続・祈りのいらない世界で

ケンは優しく微笑むと、河原の前で自転車を停めた。



「ケン?」

「ちょっと寄り道♪キヨと2人で帰れる貴重な時間だからね」



ケンはキヨを荷台から降ろすと2人は並んで草むらに座った。


夕日に照らされた川は、静かにオレンジ色の水を流している。




暫く無言のまま川を眺めているとケンが歌い始めた。




「♪〜泣き虫で甘ったれなキヨはすぐに星に祈る〜そんなキヨを泣き止ます方法は〜デコにチューする事だ〜♪」



ケンが唄う歌は、イノリがよくキヨが泣くと口ずさむ歌だった。



イノリと違い、歌が上手いケン。
ケンの歌声は元気をくれる。

だけど心には響いてこない。




イノリがおんぶをしながら歌ってくれると、悲しい事も辛い事も寂しい気持ちも全部、吹き飛ぶ気がするのに。

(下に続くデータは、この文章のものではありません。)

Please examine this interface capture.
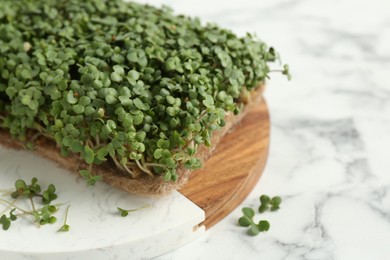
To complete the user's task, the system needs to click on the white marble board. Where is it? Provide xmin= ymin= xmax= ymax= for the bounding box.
xmin=0 ymin=147 xmax=205 ymax=260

まるで小さい子どもが親に歌って貰う子守唄に安らぎを感じるように。




「…イノリは作詞作曲の才能ないよね。俺ならもっといい曲作るのに。…まぁキヨへの想いが不器用ながらに込められてるけど」



ケンは俯いているキヨの頭をグリグリと撫で回した。




「キヨ、元気が出るように一緒に歌おっか!5粒のあんこ♪」

「…なんでその歌なの」

「この歌を唄ってる時のキヨはいつも笑顔だからだよ」

「…っ!!ケンっ」



キヨは優しい笑みを浮かべているケンに抱きついた。





カンナもカゼもケンも優しすぎる。


そんな優しい人がいてくれるから私は甘ったれになったのだろう。



幸せを当たり前に思っているからこんなに弱いんだ。



もっと強くならなきゃ駄目だ。

きっとこの脆さはいつか誰かを傷付ける。





キヨがそんな事を思っていると、ケンが優しく呟いた。